Keep in mind that baseball is a game of aesthetics. At its best
baseball combines beauty, fluidity, and grace to create art. Unlike
in any other sport, this owes in no small part to the game’s
environs. For a century authors have penned odes to the “green
cathedrals,” paeans to venues like Ebbets and Crosley and Wrigley
Fields, not to mention Yankee and Tiger Stadiums. Don’t forget
rapturous Fenway or Shibe Parks, nor the Polo Grounds — fabulous
architectural delights all.
But the Hubert H. Humphrey Metrodome in Minneapolis, which has
been home to the Twins for twenty years, is an offense against all
aesthetic sensibilities.
For two decades the Twins have held the distinction of having
the worst home in baseball. Arguably it is the worst venue in all
of professional sports, an inflated monstrosity that blights
downtown Minneapolis like a giant bag of microwave popcorn.
Inside is even worse. It is an environment that kills the
soul.
For starters, it is a dome, which means no sky and Astroturf. It
is a multipurpose stadium. That term can almost always be
translated, “Baseball gets shafted.” As a general rule,
multipurpose stadiums are usually as good for football as they are
lousy for baseball.
Even conceding that all domes are miserable, the Metrodome is
distinguished for its particular miserableness. The right field
“wall,” such as it is, is a 23-foot high plastic wrap covering
thousands of retractable football seats. Fenway Park may have the
Green Monster; the Metrodome has a blue lawn and leaf bag.
The wall behind home plate is a rectangular box, maybe ten feet
high and thirty feet wide, bordered on either side by giant
circular speakers approximately ten feet in diameter. Watching a
game on television gives the viewer the feeling the game is being
pumped out of a giant boom box.
Perhaps there’s a reason for that. The only virtue attributed to
the Metrodome is that it is loud when the house is full. The Twins’

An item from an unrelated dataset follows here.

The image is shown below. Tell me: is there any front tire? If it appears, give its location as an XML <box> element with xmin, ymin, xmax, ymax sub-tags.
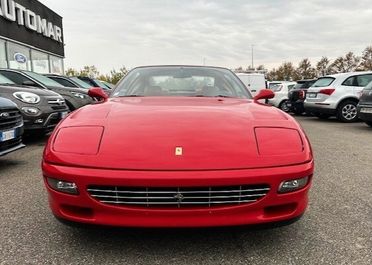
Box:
<box><xmin>279</xmin><ymin>100</ymin><xmax>289</xmax><ymax>112</ymax></box>
<box><xmin>337</xmin><ymin>100</ymin><xmax>358</xmax><ymax>122</ymax></box>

1987 postseason games at the Dome are said to have set decibel
records for sound.
Big deal.
Some might argue that it’s immature to like or dislike baseball
franchises based on their stadium, that it’s what happens on the
field that counts.
They would be wrong. And it would be a virtual certainty that
they have never visited the Hubert H. Humphrey Metrodome, which,
from a fan’s perspective, is about the least hospitable venue in
all of sports. Not only is it wretchedly ugly — from the
air-conditioning-supported teflon roof to the exposed concrete
columns to the stained turf; not only is it thoroughly devoid even
of the slightest hint of charm; it’s also highly uncomfortable. The
tiny concourses, in particular, are a nightmare, making Times
Square at rush hour seem like a stroll through an empty meadow.
Maybe the worst part is the revolving doors to get in and out of
the building. Because the monstrous roof is supported by the air
inside the dome, it is imperative the air not escape. So fans enter
and exit through doors that prevent too much leakage. The pressure
is so enormous that many fans are physically unable to push the
doors hard enough to move them. Old people routinely get stuck.
Often one sees several people getting together to lay their
shoulders into getting a door spinning.
And when it does, a revolving door becomes something of a wind
turbine, literally shooting fans out of the building with a blast
of air.
Everything about the Metrodome is unsatisfying, from its
namesake on down. And when that glorious day comes when it is no
longer needed, even that moment will be unsatisfying. Seattle’s
Kingdome or Pittsburgh’s Three Rivers Stadium or any of the other
execrable concrete and steel eyesores that have been replaced by
beautiful baseball palaces at least all could be spectacularly
disassembled. The Kingdome was dynamited live on national
television. But the Hubert H. Humphrey Metrodome will die with a
piffle, like the air being let out of a basketball.
Which is somehow appropriate, because it’s been taking the air
out of sports in Minneapolis for two decades and counting.